I’d only meant to joke along with him, but every single one of them went still at that, leading my attempt to fall very, very flat.

“Anyway, I haven’t eaten all day and could chew the hind leg off a cow,” I said, patting my stomach and turning to leave, when a hand grabbed my collar and hauled me back into the room we shared.

“Your hungers are for us to satisfy,” Dane said in a low rasp before wrapping his arm around me and directing me to the rough dining setting. It was my own fault, but I was pulled onto his lap as Gael went down to order, he and a serving man returning not long afterwards, with trays laden with food. Bread with yellow butter, warm soup thick with vegetables and a joint of roast meat had me leaning forward but Weyland snatched my plate even as Axe reached for it, both men working to fill it as Gael sighed and handed me a bowl of soup.

“It would be much more efficient if I sat in my own chair,” I murmured to Dane.

“Efficient?” He pushed my hair away, revealing the sensitive skin of my neck which tingled as his breath brushed against it. “Perhaps. But not more pleasurable. Now, tell me what my brother had you doing this afternoon. It was to be my turn to spend some time with our mate, in compensation for all the hours I had to deal with your bastard father.”

My spoon froze halfway to my mouth, even though my stomach rumbled in complaint.
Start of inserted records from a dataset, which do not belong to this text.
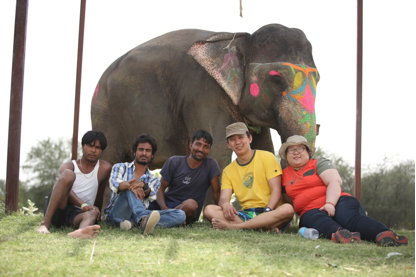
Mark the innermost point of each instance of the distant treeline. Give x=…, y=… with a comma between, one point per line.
x=387, y=189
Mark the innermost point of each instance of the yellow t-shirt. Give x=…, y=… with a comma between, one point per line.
x=250, y=182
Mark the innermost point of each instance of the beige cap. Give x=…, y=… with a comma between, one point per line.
x=295, y=140
x=238, y=128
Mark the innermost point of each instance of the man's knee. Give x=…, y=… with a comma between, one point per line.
x=67, y=177
x=286, y=210
x=190, y=205
x=90, y=216
x=210, y=211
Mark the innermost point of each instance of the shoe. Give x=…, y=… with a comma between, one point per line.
x=333, y=238
x=345, y=236
x=389, y=238
x=148, y=223
x=126, y=225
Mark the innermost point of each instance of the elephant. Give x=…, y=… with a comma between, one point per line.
x=187, y=80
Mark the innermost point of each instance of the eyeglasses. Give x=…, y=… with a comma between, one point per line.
x=298, y=149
Father, Dane, the two men warred in my head for attention, but I consciously shoved Father to one side. He didn’t deserve a place in my mind, or in my memory and so he wouldn’t have one. I swallowed my spoonful of soup and then grabbed my slice of buttered bread, leaning back into Dane, his arms tightening around me, nestling me in the crook of his arm.

“We talked,” I told Dane, “about my future. What it might have looked like if I was free to choose anything. If I’d been born here, perhaps.”
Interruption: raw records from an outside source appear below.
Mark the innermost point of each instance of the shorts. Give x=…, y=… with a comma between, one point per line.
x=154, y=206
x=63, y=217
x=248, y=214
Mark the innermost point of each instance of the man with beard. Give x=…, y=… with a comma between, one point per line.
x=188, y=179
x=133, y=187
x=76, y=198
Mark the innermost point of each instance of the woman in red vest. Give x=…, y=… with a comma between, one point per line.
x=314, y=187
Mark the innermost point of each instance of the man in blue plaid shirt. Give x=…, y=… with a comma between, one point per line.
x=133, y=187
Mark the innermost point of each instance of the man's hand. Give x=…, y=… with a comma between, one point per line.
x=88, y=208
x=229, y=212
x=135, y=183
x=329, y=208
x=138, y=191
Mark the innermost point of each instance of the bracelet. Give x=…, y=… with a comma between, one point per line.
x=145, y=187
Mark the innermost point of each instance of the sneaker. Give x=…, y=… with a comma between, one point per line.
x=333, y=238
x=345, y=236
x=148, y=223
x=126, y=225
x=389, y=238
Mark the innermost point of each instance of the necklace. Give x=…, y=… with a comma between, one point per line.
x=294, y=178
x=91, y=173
“You would’ve been a Wolf Maiden,” Dane replied, “if the tales the men told today were to be believed, so for once I am glad you were not born Strelan. Resigned to a chaste life, devoted to protecting my parents, unable to bear children of your own.”

His hand moved slowly, covering my stomach, that burning feeling beginning again, though this time it was a slow rolling thing rather than a rapidly intensifying pulse.

“The poets speak of star-crossed lovers, of princes falling for Wolf Maidens and betraying their crown, our gods, in pursuit of an unsanctioned love.”

“Young girls swoon with distressing regularity over the idea of being a Wolf Maiden,” Axe said drily. “Until they actually meet them. They’re not the slender moon-struck maidens of the stories. Those ladies are tough enough to scare even me.”

“I instantly want to meet all of them,” I said before setting my bread down and attacking my soup. My body didn’t care about any of this. Instead, it demanded sustenance.

A strangely companionableair settled across the room as we sat and ate. Dane finally set me aside to eat his own food before his brothers demolished the lot, Weyland and Axe having particularly voracious appetites.

“In more ways than one,” Axe said with a wink when I remarked upon it.

Gael was much more circumspect. He was slower to reach for food and ate considerably less, contributing rarely to the conversation, seeming like a silent stone in the rapid flow of banter going on around him. And that itself caught at my attention more than anything the others said.